DHvV : « Je pense tout de suite à l’atelier, mais j’aime aussi la cuisine. Elle a quelque chose de familial. Dans la biographie de Theo van Doesburg écrite par Hans Renders et Sjoerd van Faassen, je lis que la cuisine est un endroit froid et humide. Je ne suis pas d’accord. En outre, je suis curieux de découvrir la terrasse sur le toit qui nous est interdite. Je m’en tiens à cela, mais ma curiosité continue, voire s’accroît de jour en jour ».
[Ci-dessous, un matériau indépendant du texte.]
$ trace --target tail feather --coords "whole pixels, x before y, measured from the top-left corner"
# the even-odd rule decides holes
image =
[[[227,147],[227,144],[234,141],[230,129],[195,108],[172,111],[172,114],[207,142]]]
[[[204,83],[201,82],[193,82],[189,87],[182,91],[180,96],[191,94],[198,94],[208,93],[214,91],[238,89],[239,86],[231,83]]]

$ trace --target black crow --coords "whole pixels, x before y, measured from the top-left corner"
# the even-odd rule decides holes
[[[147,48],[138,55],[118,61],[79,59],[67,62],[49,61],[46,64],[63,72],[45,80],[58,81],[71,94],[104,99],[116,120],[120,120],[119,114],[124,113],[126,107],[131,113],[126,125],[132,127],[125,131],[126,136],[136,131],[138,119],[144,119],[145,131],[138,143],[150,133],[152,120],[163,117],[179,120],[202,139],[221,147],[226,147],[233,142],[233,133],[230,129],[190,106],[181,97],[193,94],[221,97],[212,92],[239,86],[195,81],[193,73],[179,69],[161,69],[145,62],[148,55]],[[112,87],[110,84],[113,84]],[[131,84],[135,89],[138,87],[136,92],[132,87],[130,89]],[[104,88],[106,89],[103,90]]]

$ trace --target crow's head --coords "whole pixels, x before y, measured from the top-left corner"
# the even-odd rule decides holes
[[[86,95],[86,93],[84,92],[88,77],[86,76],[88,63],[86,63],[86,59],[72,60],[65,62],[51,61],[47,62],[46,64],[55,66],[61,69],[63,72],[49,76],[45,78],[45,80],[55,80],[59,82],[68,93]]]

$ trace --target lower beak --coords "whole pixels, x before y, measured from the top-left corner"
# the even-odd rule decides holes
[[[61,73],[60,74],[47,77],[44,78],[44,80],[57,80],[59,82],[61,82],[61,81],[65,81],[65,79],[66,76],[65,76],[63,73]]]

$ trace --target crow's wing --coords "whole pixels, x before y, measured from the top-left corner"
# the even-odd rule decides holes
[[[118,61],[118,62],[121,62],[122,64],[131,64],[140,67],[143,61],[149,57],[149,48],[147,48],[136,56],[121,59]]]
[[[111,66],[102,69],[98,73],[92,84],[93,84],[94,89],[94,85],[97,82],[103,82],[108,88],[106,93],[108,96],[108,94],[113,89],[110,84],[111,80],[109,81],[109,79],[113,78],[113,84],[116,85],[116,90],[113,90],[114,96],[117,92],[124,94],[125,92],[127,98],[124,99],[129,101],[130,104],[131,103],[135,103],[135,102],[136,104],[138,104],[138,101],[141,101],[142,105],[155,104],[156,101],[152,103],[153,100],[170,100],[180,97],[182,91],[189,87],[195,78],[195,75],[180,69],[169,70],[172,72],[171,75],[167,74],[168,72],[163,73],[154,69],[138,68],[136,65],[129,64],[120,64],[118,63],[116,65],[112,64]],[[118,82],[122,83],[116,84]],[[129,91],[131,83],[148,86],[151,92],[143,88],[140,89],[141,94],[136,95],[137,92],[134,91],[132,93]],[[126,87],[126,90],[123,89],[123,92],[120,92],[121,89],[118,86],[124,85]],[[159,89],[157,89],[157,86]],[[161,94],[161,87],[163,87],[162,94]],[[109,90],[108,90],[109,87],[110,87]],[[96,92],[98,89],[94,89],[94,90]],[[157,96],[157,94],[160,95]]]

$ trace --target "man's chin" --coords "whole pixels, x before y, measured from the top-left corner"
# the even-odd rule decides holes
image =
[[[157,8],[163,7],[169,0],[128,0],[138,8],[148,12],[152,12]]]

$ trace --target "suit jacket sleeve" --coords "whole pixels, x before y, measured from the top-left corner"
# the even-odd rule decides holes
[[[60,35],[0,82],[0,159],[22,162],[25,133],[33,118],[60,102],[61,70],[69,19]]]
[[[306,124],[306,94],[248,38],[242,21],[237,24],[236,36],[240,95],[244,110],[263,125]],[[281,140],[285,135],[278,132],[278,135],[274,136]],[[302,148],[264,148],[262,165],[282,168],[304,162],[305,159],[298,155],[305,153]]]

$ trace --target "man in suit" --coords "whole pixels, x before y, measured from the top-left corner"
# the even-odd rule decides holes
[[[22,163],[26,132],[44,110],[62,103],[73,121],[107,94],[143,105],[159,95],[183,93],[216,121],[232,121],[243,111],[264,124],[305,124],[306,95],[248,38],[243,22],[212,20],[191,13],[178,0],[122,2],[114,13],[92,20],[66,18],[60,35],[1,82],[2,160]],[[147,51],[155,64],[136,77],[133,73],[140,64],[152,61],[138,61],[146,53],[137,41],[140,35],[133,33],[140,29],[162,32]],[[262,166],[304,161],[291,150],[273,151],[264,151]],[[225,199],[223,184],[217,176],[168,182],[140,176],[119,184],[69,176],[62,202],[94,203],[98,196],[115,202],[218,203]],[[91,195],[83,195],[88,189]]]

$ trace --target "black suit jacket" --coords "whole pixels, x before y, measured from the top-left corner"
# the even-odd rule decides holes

EB : « Ce que je trouve particulièrement spécial, ce sont les escaliers à l’intérieur et à l’extérieur de la maison. Ces lignes diagonales me rappellent l’une des polémiques les plus célèbres de l’histoire de l’art, à savoir celle qui opposa Piet Mondriaan et Theo van Doesburg sur la question de savoir si une ligne diagonale était autorisée dans le cadre des idées de De Stijl. Lorsque, à la tombée de la nuit, je monte l’escalier qui mène à la cuisine et que je pénètre dans l’espace et la lumière de l’atelier, un sentiment d’émerveillement m’envahit à chaque fois ».
De retour aux Pays-Bas, que retiendrez-vous de votre résidence au maison Van Doesburg ?
DHvV : « L’ivresse de l’écriture, l’ouverture de l’espace et le travail avec Errol. J’aurais aimé que notre séjour ici ait pu être plus long et j’ai vraiment envie d’y revenir ».
EB : « J’ai rarement vécu dans un endroit où j’avais autant d’espace et de temps pour travailler, pour penser. L’espace ne m’ennuie pas un seul instant. Il y a des jours où je me force à aller dehors, je dois littéralement me sortir parfois. Comme Daan, je n’aurais été que trop heureux de pouvoir rajouter quelques mois supplémentaires à cette résidence ».
La résidence de Errol et Daan a reçu le concours du fond littéraire neérlandais.